今まで乗ったことがない「高級車」が貸し出された

 ここからはレンタカーでの移動となるので、スカイレンタカーを手配済み。営業所から来た送迎車に飛び乗ると空港前営業所へ。貸し出されたのはスバルのインプレッサ。私はコンパクトカークラスを申し込んだはずだから、明らかにアップグレードされている。もっとも山道を走るつもりでいる時なんかは、こういうアップグレードは有難迷惑になることもあるのだが。まあ今回はそもそも山道は走るつもりはなく、その代わりに長距離走行があるのでまあこのアップグレードはありがたいところ。どうも漏れ聞こえてきた話によると、このGotoでとにかくレンタカーの申し込みが多く、しかも日頃レンタカーなんか使ったことのない者が突然にレンタカーを運転するものだから、とにかく事故が多くて車が足らないのだとか。
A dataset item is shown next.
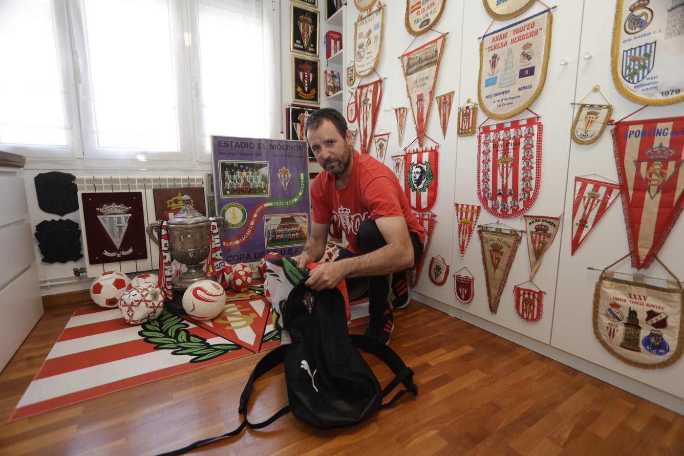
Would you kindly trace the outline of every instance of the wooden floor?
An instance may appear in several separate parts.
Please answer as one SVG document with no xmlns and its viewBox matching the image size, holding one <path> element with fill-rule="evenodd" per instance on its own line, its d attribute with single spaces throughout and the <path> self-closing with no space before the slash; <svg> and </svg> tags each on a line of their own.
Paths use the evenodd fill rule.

車両選択お任せのフリープランで申し込んだ若い女性が箱バンをあてがわれて絶句していた。

 とりあえずは大分を目指すことにする。今日の宿泊予定は別府だが、まず大分の方から予定をこなしておく。インプレッサは快調に突っ走るが、普段は最低限の装備しかないノートやヴィッツばかり運転している私は、インプレッサはいろいろと謎ボタンが多すぎて操作が分からない。いろいろ試してみたが、結局はよくわからないボタンが半分方。さすがにDシフトだけでなくMシフトがあって、自分でギア比選択できるようになっているのには驚いた。これを使い切れれば、山岳のワインディング道路をスポーティーに乗りこなすなんて芸当ができるんだろうが、当然ながら私にはそんな技術は皆目ない。せいぜいが急な下り坂でエンジンブレーキを効かせる時に操作するぐらい。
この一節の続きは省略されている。